AISI found that Mythos outperforms OpenAI’s ChatGPT and Google Gemini in complex network attack tasks. But Olson also highlights a key limitation: Mythos is most dangerous against “weakly defended” or “simplified” systems.
This limitation is the turning point of Olson’s entire argument.
Big banks are not the problem
Olson writes that large banks have the world’s strongest IT security infrastructure. While Bessent’s high-profile call to Wall Street leaders is notable, she believes the real vulnerabilities lie elsewhere: “the much broader array of small and medium-sized companies.”
These SMBs are the main battleground for hackers using AI tools to launch attacks.
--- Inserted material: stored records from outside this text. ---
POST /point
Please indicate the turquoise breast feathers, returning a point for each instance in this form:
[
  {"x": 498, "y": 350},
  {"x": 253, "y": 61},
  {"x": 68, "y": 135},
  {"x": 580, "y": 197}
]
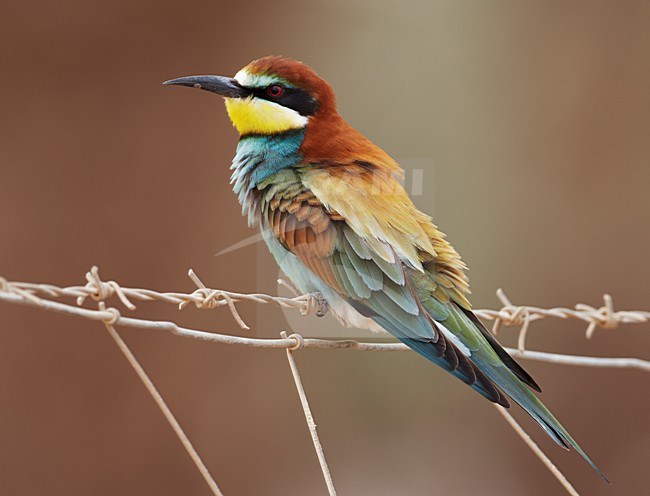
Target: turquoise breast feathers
[{"x": 257, "y": 159}]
The death of Responsible Disclosure
To understand why the situation is so urgent, Olson revisits the industry’s long-standing “responsible disclosure” model: security researchers discover vulnerabilities, notify vendors, and publicly disclose them, giving users time to patch before hackers can exploit the flaws.
Microsoft’s Patch Tuesday is a typical example—monthly security updates. IT teams at major banks like Barclays and Wells Fargo need weeks or months to test patches, get management approval, and deploy updates.
Olson points out that before generative AI, this process worked because hackers also needed a long time to analyze details and develop exploits. But she notes that two years ago, the landscape changed: hackers can now paste vulnerability details into ChatGPT, which scans GitHub for similar patterns, and almost instantly generate attack tools.
Compressing 771 days into 4 hours means the logic behind Patch Tuesday has failed. Olson explicitly questions: “whether ‘responsible disclosure’ is such a smart idea in the first place” and “whether the process of patching flaws over weeks and months is now fruitless.”
Mythos can do what top human hackers do
Olson further writes that Mythos’s unique danger lies in its ability to “chain” software vulnerabilities, executing multi-step attacks—something previously only highly skilled human hackers could do.
She uses a burglar analogy: “Like a thief planning a series of intrusion steps—finding an open window, unlocking a door from inside, and turning off the alarm. Each step alone isn’t enough, but combined, they can fully breach the system.”
This capability becomes even more dangerous with the advent of agentic AI. Olson mentions that AI companies in recent months have added agentic capabilities to models, allowing them to act independently. Anthropic’s January release of Claude Cowork can automatically send emails and schedule appointments. For hackers, agentic tools not only find vulnerabilities but also autonomously try various attack paths until successful.
Olson’s double-edged conclusion: Anthropic has motives, but the problem is real
Olson ends her column without avoiding Anthropic’s commercial motives. She writes: “Anthropic’s disclosure of Mythos certainly benefits its own publicity efforts ahead of an initial public offering, adding to the mystique around the potency of its technology.”
But she also emphasizes that this does not negate the seriousness of the issue: “But it’s also forcing a much-needed reckoning over how the window of time between published IT flaws and their exploitation has effectively vanished.”
Olson observes that even Wall Street cannot answer how responsible disclosure should be handled. Banks have the manpower and funds to push near-real-time patching. But the bigger problem is SMBs—who need to act just as quickly but lack the market’s current technological and regulatory support.
Previously, ZDNet reported on Andrej Karpathy’s 15-step personal cybersecurity checklist, a defensive framework at the individual level. Olson’s column addresses a systemic crisis at the organizational level: when vulnerabilities can be weaponized in just 4 hours after disclosure, the entire cybersecurity ecosystem built on “you still have time” assumptions must be redesigned.